Re: wget downloading a single page when it should recurse

2003-10-18 Thread Hrvoje Niksic
Tony Lewis [EMAIL PROTECTED] writes:

 Philip Mateescu wrote:

 A warning message would be nice when for not so obvious reasons wget
 doesn't behave as one would expect.

 I don't know if there are other tags that could change wget's behavior
 (like -r and meta name=robots do), but if they happen it would be
 useful to have a message.

 I agree that this is worth a notable mention in the wget output. At the very
 least, running with -d should provided more guidance on why the links it has
 appended to urlpos are not being followed. Buried in the middle of hundreds
 of lines of output is:

 no-follow in index.php

 On the other hand, if other rules prevent a URL from being followed, you
 might see something like:

 Deciding whether to enqueue http://www.othersite.com/index.html;.
 This is not the same hostname as the parent's (www.othersite.com and
 www.thissite.com).
 Decided NOT to load it.

There's a practical reason for this discrepancy.  All these other
links are examined one by one and rejected one by one.  On the other
hand, when nofollow is specified, it causes Wget to not even
*consider* any of the links for download.

Another tweak that should be added (easily, I think): Wget should
ignore robots when downloading the page requisites.



Re: wget downloading a single page when it should recurse

2003-10-17 Thread Aaron S. Hawley
The HTML of those pages contains the meta-tag

meta name=robots content=noindex,nofollow /

and Wget listened, and only downloaded the first page.

Perhaps Wget should give a warning message that the file contained a
meta-robots tag, so that people aren't quite so dumb-founded.

/a

On Fri, 17 Oct 2003, Philip Mateescu wrote:

 Hi,

 I'm having a problem with wget 1.8.2 cygwin and I'm almost ready to
 swear it once worked...

 I'm trying to download the php manual off the web using this command:

 $ wget -nd -nH -r -np -p -k -S http://us4.php.net/manual/en/print/index.php

-- 
Consider supporting GNU Software and the Free Software Foundation
By Buying Stuff - http://www.gnu.org/gear/
  (GNU and FSF are not responsible for this promotion
   nor necessarily agree with the views of the author)


Re: wget downloading a single page when it should recurse

2003-10-17 Thread Philip Mateescu
Thanks!

A warning message would be nice when for not so obvious reasons wget 
doesn't behave as one would expect.

I don't know if there are other tags that could change wget's behavior 
(like -r and meta name=robots do), but if they happen it would be 
useful to have a message.

Thanks again!



Aaron S. Hawley wrote:

The HTML of those pages contains the meta-tag

meta name=robots content=noindex,nofollow /

and Wget listened, and only downloaded the first page.

Perhaps Wget should give a warning message that the file contained a
meta-robots tag, so that people aren't quite so dumb-founded.
/a

On Fri, 17 Oct 2003, Philip Mateescu wrote:


Hi,

I'm having a problem with wget 1.8.2 cygwin and I'm almost ready to
swear it once worked...
I'm trying to download the php manual off the web using this command:

$ wget -nd -nH -r -np -p -k -S http://us4.php.net/manual/en/print/index.php


---
Don't belong.

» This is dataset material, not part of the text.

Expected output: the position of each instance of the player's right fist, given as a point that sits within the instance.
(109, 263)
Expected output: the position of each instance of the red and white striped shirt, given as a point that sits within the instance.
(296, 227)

Never join. Think for yourself. Peace
---


Re: wget downloading a single page when it should recurse

2003-10-17 Thread Tony Lewis
Philip Mateescu wrote:

 A warning message would be nice when for not so obvious reasons wget
 doesn't behave as one would expect.

 I don't know if there are other tags that could change wget's behavior
 (like -r and meta name=robots do), but if they happen it would be
 useful to have a message.

I agree that this is worth a notable mention in the wget output. At the very
least, running with -d should provided more guidance on why the links it has
appended to urlpos are not being followed. Buried in the middle of hundreds
of lines of output is:

no-follow in index.php

On the other hand, if other rules prevent a URL from being followed, you
might see something like:

Deciding whether to enqueue http://www.othersite.com/index.html;.
This is not the same hostname as the parent's (www.othersite.com and
www.thissite.com).
Decided NOT to load it.

Tony



Re: wget downloading a single page when it should recurse

2003-10-17 Thread Hrvoje Niksic
Aaron S. Hawley [EMAIL PROTECTED] writes:

 The HTML of those pages contains the meta-tag

 meta name=robots content=noindex,nofollow /

 and Wget listened, and only downloaded the first page.

 Perhaps Wget should give a warning message that the file contained a
 meta-robots tag, so that people aren't quite so dumb-founded.

Good point.  A message would be easy to add, and in this case
enormously useful.